JuliaGeo / NetCDF.jl

NetCDF support for the julia programming language
http://juliageo.org/NetCDF.jl/
MIT License
115 stars 28 forks source link

Reading data along chunked dimension does not scale linearly with amount of data #116

Open ali-ramadhan opened 4 years ago

ali-ramadhan commented 4 years ago

Super cool work on integrating DiskArrays.jl with NetCDF.jl! Looking forward to ditching xarray in favor of a pure Julia solution.

@visr helped me get up and running but we noticed that grabbing 2x as much data seems to take ~4x longer whereas I expected it to scale linearly. I am unfortunately interested in grabbing data along the dimension with chunk size 1...

julia> using NetCDF

julia> ds = NetCDF.open("/home/alir/cnhlab004/bsose_i122/bsose_i122_2013to2017_1day_Theta.nc", "THETA")
Disk Array with size 2160 x 588 x 52 x 1826

julia> NetCDF.getchunksize(ds)
(2160, 588, 19, 1)

julia> @time ds[100, 200, :, 300]
  0.012066 seconds (48 allocations: 2.500 KiB)
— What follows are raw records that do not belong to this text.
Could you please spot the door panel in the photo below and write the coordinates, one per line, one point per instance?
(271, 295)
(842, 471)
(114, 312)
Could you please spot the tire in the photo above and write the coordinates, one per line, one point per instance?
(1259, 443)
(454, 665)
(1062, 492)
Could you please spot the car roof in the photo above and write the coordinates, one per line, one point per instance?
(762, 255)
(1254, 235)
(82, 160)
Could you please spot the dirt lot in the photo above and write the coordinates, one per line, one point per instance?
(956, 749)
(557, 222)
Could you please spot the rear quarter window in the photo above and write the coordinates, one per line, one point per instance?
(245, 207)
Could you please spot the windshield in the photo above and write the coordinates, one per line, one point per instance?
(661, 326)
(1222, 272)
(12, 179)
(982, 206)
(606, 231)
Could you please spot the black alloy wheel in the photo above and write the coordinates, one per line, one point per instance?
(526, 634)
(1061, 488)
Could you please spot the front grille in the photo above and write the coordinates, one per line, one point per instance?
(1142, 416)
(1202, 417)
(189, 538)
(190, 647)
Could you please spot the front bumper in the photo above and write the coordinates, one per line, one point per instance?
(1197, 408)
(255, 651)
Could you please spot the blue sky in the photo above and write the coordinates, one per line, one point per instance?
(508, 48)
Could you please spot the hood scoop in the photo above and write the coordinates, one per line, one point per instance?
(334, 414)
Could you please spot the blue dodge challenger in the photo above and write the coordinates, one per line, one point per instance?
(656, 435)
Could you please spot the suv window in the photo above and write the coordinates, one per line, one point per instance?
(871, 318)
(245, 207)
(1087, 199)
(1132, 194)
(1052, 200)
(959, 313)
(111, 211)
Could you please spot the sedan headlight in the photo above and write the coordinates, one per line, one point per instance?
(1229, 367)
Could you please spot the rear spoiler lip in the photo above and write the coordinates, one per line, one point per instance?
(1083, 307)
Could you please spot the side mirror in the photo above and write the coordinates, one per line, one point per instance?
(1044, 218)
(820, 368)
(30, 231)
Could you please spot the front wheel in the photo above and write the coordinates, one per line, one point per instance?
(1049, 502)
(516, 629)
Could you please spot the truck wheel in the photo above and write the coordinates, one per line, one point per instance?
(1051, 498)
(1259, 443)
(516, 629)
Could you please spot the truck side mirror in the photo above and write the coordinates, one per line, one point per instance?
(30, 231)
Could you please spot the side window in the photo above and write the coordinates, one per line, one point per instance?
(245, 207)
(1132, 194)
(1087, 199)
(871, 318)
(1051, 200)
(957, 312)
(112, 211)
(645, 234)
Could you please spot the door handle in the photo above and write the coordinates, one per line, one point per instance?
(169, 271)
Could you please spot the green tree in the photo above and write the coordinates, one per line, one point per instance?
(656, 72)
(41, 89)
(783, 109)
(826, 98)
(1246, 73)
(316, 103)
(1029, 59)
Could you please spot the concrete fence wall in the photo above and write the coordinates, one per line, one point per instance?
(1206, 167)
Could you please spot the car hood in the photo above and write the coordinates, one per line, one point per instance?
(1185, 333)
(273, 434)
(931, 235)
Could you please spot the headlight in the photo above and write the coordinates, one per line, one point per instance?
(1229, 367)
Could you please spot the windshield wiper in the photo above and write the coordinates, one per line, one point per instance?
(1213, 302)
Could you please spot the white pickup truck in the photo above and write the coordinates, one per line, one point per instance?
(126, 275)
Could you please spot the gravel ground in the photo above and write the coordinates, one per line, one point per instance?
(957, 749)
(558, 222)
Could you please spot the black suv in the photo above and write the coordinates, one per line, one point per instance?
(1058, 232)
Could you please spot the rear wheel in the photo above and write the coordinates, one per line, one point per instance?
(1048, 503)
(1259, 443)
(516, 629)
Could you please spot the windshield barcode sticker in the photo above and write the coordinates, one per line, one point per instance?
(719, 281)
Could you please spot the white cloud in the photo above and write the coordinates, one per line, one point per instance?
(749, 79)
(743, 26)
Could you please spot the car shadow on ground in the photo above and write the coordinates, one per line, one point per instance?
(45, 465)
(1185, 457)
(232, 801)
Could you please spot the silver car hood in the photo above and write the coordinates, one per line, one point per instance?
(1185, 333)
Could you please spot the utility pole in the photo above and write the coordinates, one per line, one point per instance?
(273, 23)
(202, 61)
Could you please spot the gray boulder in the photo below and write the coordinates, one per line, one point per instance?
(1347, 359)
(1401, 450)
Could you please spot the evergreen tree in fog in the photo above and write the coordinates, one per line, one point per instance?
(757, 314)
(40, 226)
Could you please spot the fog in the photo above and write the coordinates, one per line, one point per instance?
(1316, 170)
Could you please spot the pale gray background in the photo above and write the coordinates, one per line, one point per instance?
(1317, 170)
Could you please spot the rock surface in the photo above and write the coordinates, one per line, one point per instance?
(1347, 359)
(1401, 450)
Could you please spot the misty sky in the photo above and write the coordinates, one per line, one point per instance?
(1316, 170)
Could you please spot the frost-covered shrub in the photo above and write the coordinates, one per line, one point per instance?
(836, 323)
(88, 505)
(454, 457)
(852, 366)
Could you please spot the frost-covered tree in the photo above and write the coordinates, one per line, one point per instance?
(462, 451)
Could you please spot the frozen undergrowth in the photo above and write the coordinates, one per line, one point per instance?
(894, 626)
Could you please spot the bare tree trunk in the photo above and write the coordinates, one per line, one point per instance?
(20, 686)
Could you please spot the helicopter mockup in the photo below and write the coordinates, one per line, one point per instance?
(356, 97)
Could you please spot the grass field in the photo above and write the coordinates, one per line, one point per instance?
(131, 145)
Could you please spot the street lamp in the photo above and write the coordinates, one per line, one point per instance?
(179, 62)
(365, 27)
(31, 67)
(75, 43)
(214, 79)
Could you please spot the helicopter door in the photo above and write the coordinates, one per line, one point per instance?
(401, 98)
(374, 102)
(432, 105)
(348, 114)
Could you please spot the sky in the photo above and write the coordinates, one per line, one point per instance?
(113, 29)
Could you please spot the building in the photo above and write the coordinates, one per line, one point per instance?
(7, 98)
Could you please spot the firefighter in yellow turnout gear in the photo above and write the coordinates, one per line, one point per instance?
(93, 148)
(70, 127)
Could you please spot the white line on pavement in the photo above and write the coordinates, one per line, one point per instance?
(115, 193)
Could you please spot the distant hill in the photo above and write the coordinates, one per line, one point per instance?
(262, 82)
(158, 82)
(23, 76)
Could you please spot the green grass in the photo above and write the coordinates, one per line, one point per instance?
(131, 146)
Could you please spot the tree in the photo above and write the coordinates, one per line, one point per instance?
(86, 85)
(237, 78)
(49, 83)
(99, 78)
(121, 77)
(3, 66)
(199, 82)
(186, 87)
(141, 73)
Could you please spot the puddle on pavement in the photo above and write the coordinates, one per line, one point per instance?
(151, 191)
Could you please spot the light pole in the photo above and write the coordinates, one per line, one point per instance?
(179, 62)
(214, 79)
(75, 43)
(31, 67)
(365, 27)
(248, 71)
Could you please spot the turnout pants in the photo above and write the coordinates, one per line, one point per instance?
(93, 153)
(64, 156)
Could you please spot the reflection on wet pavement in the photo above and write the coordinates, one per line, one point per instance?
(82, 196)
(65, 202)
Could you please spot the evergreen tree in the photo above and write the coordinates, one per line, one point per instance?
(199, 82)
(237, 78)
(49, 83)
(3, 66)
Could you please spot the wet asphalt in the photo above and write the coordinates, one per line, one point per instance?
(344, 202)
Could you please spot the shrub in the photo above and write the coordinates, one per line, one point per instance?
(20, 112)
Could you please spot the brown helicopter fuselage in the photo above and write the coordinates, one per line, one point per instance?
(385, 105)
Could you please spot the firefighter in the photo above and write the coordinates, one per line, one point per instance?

julia> @time ds[100, 200, :, 320:330]
  0.010111 seconds (55 allocations: 4.750 KiB)

julia> @time ds[100, 200, :, 300:400]
  5.256234 seconds (56 allocations: 23.016 KiB)

julia> @time ds[100, 200, :, 600:800]
 19.074392 seconds (56 allocations: 43.328 KiB)
visr commented 4 years ago

It's great to have an example of such a large NetCDF. At this moment I cannot tell if this time is spent in the NetCDF C library or in the Julia wrapper code. Though I think running the slower calls under a profiler should be able to give that information.

meggart commented 4 years ago

I agree with @visr it is hard to say where the time is spent. Please note also that the NetCDF C library does some internal caching, so I guess your 3rd call was profiting from the previous reads. I found it very difficult to debug these kinds of problems. Ideally you would restart your Julia session after every data access to make sure NetCDF did not cache anything, but then you include precompilation in your timings...

bjarthur commented 7 months ago

i cannot reproduce with my dataset which is of similar size but only three dimensions. @ali-ramadhan is this still a problem for you?